Green Color as a Celtic Element

The motif of the green color is also important in relation to the poem’s feminine characters. Lady Bertilak (the wife of the Welsh lord) attempted to seduce Sir Gawain who speaks about Adam, Samson, and David cheated by women in the Bible. Then the hero claims: “since these were ruined by their wiles, it would be a great gain to love women and not trust them, if a man knew how” (Sir Gawain and the Green Knight 1992, lines 2420-2421). This passage demonstrates that Gawain seeks for a compromise between males and females, but cannot find it. It is also important that the green sash of Lady Bertilak symbolizes the weakness of Sir Gawain and his defeat in struggle against his nature.

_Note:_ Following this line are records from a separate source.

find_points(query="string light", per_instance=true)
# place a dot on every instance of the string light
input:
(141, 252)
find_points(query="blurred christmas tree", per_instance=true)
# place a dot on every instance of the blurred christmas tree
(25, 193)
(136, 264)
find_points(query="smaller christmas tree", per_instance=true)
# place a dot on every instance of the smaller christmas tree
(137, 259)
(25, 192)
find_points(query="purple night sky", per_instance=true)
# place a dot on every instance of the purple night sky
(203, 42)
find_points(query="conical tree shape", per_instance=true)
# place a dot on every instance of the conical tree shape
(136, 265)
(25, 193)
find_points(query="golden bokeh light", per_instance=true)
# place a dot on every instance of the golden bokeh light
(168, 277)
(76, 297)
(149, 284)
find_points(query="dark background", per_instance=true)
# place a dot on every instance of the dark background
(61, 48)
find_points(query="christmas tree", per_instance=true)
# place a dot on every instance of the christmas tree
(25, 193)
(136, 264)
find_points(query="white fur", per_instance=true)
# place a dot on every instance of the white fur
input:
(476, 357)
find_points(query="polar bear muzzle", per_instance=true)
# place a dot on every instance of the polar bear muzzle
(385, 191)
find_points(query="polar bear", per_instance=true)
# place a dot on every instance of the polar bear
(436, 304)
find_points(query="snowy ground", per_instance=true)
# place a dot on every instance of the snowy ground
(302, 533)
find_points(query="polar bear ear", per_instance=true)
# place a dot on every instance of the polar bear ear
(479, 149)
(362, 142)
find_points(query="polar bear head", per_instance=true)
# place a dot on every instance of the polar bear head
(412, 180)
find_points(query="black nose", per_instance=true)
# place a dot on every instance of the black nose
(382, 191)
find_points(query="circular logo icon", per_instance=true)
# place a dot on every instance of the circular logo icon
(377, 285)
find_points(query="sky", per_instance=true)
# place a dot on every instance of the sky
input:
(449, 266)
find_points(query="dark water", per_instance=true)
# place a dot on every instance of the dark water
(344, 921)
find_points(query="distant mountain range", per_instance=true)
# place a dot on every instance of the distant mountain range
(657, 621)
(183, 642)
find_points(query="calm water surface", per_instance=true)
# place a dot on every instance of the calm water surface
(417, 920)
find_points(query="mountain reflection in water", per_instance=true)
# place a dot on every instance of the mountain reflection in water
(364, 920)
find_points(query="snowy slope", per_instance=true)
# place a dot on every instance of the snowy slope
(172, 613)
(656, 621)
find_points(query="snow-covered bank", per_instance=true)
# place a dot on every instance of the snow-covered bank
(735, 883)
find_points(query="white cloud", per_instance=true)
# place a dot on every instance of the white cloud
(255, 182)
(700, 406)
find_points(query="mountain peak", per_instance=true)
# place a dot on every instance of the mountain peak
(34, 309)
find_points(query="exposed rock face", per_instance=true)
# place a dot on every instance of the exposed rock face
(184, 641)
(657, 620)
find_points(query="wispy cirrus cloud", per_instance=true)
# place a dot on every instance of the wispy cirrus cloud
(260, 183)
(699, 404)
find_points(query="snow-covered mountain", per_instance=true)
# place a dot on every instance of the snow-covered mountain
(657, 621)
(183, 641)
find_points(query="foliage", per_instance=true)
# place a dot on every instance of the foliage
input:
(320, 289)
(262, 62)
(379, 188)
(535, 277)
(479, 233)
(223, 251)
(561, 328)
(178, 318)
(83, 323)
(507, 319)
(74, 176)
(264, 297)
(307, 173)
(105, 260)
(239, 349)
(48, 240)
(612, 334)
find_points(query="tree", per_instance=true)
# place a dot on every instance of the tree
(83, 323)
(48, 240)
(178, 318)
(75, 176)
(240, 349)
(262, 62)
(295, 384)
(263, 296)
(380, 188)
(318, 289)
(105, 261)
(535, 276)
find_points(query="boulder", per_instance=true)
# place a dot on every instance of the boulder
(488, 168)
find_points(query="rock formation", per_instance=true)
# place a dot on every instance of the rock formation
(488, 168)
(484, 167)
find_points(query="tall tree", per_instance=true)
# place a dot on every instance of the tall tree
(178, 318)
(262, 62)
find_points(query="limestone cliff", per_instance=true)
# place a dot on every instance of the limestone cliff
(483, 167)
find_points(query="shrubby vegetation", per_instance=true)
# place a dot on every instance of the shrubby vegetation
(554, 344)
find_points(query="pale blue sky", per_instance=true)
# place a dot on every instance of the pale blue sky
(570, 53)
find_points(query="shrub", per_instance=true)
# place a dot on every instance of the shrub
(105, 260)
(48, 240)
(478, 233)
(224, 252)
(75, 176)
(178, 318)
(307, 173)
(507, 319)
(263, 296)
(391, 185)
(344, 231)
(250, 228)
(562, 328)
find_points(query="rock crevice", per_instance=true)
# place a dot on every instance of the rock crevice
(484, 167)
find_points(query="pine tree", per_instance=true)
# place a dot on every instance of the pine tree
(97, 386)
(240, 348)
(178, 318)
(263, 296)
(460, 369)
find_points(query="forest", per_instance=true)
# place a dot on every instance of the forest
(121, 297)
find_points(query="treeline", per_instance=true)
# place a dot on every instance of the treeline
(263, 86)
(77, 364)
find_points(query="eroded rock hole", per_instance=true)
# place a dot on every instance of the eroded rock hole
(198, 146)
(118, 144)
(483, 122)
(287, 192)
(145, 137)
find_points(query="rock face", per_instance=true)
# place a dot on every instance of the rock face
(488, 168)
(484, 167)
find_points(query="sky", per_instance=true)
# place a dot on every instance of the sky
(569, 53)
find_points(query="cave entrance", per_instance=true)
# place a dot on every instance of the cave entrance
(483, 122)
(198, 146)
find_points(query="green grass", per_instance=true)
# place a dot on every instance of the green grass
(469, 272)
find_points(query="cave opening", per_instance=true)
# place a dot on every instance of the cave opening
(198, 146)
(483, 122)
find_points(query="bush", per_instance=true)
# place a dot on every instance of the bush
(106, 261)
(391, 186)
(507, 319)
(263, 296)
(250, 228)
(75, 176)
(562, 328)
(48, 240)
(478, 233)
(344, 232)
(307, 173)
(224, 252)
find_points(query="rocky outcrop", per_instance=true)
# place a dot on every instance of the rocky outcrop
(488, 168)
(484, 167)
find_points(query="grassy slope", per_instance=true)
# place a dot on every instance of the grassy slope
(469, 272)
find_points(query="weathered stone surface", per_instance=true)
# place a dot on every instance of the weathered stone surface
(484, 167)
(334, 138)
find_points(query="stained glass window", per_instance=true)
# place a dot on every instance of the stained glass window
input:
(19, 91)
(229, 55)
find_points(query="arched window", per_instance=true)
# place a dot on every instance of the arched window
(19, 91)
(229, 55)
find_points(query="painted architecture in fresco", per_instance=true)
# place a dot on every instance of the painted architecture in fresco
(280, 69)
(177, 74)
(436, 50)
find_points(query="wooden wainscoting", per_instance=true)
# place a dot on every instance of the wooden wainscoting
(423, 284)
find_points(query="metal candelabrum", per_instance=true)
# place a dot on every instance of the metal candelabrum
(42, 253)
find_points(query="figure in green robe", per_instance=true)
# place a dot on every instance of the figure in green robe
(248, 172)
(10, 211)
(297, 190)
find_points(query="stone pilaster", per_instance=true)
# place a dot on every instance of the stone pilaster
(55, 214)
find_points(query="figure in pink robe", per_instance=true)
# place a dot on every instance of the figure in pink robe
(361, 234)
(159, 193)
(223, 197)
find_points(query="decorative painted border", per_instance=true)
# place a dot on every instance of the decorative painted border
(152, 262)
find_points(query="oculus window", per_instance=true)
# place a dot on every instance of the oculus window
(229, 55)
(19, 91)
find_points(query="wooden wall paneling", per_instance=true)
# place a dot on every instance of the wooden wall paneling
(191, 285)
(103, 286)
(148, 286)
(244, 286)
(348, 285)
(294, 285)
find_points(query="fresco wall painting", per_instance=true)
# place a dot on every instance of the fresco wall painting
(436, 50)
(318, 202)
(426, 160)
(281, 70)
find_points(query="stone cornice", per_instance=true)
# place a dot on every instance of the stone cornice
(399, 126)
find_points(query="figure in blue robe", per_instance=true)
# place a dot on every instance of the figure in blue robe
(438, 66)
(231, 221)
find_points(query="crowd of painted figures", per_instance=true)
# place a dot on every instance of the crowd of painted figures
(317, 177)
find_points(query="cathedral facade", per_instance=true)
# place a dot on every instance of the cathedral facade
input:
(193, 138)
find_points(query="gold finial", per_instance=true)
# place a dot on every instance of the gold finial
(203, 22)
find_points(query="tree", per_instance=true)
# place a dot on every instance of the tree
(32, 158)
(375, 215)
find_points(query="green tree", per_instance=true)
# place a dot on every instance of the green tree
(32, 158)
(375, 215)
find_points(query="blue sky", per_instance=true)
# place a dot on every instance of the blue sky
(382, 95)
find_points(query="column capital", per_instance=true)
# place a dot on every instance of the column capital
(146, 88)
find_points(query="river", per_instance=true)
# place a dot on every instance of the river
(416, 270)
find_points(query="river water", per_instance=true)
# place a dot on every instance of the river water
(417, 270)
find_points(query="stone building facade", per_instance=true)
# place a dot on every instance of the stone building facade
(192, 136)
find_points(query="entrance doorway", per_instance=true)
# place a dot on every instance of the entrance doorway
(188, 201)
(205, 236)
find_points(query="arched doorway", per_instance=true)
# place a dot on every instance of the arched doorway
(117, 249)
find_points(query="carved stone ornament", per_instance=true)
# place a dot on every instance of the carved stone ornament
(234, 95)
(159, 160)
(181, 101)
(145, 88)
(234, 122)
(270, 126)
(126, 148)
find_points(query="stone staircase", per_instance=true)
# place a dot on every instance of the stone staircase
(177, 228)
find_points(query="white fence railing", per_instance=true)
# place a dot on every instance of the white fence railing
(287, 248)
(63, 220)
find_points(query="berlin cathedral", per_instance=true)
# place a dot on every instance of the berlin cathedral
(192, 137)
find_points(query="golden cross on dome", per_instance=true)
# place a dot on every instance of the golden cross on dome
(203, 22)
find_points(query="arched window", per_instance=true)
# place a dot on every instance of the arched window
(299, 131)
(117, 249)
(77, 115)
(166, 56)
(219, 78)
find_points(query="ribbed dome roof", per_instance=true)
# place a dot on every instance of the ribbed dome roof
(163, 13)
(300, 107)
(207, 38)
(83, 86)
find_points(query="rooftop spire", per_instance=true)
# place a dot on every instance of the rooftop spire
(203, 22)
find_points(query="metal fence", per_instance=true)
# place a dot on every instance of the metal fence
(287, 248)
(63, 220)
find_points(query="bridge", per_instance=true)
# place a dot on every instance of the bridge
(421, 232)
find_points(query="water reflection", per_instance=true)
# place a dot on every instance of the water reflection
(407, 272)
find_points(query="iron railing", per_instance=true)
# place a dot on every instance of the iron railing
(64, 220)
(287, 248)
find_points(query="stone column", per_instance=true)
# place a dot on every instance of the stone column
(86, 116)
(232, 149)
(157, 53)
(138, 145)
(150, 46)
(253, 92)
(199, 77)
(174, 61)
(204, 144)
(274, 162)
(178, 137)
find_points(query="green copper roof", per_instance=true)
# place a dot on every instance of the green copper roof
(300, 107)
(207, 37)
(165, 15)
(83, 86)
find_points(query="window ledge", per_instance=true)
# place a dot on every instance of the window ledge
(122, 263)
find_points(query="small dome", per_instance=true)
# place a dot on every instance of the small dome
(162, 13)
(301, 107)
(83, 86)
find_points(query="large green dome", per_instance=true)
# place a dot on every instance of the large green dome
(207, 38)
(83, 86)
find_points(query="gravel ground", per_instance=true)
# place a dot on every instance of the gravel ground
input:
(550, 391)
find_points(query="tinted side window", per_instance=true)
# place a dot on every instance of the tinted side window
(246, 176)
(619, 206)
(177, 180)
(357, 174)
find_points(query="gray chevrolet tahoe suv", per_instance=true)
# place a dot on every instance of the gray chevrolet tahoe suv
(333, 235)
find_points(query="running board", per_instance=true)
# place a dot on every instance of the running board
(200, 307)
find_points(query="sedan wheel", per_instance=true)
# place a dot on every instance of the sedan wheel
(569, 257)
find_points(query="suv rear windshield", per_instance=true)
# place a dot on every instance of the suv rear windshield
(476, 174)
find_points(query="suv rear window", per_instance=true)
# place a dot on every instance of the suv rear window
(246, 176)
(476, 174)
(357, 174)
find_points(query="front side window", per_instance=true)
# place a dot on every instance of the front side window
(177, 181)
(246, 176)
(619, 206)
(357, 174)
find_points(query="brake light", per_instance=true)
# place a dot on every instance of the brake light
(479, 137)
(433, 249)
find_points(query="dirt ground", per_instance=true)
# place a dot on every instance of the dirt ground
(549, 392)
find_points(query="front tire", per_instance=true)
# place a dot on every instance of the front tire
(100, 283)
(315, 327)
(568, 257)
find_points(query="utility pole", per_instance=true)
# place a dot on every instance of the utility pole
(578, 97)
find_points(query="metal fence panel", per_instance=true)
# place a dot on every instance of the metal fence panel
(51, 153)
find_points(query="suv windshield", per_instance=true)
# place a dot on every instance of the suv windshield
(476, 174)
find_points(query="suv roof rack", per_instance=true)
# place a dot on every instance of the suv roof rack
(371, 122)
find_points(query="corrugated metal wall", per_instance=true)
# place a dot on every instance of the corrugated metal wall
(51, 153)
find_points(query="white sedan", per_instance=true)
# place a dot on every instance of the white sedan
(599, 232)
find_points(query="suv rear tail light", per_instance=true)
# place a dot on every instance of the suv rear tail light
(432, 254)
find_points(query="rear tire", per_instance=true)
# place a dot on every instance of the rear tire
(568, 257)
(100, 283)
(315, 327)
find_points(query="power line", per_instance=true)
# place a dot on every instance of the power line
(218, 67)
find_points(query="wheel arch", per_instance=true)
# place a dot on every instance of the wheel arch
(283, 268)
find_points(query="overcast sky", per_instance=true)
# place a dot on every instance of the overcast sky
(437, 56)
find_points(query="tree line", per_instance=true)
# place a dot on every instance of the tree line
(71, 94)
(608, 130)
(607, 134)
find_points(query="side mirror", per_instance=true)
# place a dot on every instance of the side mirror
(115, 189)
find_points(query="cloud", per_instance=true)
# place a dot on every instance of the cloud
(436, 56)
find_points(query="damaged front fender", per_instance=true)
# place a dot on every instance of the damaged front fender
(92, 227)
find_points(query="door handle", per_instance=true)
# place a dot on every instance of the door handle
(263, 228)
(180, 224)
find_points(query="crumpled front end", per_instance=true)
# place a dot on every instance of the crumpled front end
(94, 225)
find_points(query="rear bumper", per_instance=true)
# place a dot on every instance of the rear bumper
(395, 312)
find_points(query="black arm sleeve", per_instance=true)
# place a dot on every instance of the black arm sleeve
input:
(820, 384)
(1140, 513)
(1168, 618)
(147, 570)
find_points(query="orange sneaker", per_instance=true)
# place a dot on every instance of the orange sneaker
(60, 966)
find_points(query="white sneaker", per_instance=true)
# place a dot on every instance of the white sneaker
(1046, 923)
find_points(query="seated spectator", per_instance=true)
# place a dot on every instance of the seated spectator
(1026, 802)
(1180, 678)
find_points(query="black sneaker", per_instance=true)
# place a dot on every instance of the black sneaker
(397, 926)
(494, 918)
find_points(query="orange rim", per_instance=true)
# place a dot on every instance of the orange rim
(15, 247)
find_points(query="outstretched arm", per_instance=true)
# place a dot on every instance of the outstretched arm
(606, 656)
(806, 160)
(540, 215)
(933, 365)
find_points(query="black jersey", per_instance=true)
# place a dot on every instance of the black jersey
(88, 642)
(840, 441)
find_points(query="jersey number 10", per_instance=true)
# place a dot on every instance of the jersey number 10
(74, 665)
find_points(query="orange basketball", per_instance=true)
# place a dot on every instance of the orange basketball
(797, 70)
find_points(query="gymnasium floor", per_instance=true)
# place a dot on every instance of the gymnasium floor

He wears it because cannot withstand Lady Bertilak’s efforts. This sash has become the reason of his weakness in a struggle with the Green Knight. Therefore, it represents the natural element of every person (Sir Gawain and the Green Knight 1992, lines 2420-2421). At the same time, according to the researches, the green sash also serves as a symbol of theinseparable Celtic heritage of Wales and England. It is clear through the poem’s final when all Knights of the Round Table decide to wear the same belt to underline their imperfect essences. I In other words, they are not totally Christians but also Celts a little bit.

Conclusion

The main conflict of Sir Gawain and the Green Knight involves the pagan Celts who lived in Wales and the Christians from England. The Celtic culture demonstrated in the poem is compared with the Christian one. The author provides many parallels. Thus, instead of the plain opposition between the radical nature of pagans and the radical civilization of Christians, it is relevant to understand the following thing. The poem seeks for a compromise between two closely interrelated worlds. The work ends with the acceptance by the Knights of King Arthur that each of them has some connection with the Celtic world represented by the green sashes they started to wear. In this way, the poem demonstrates the opposition between nature and civilization as a result of the unreasonable conflict between two conflicting parties that should accept each other.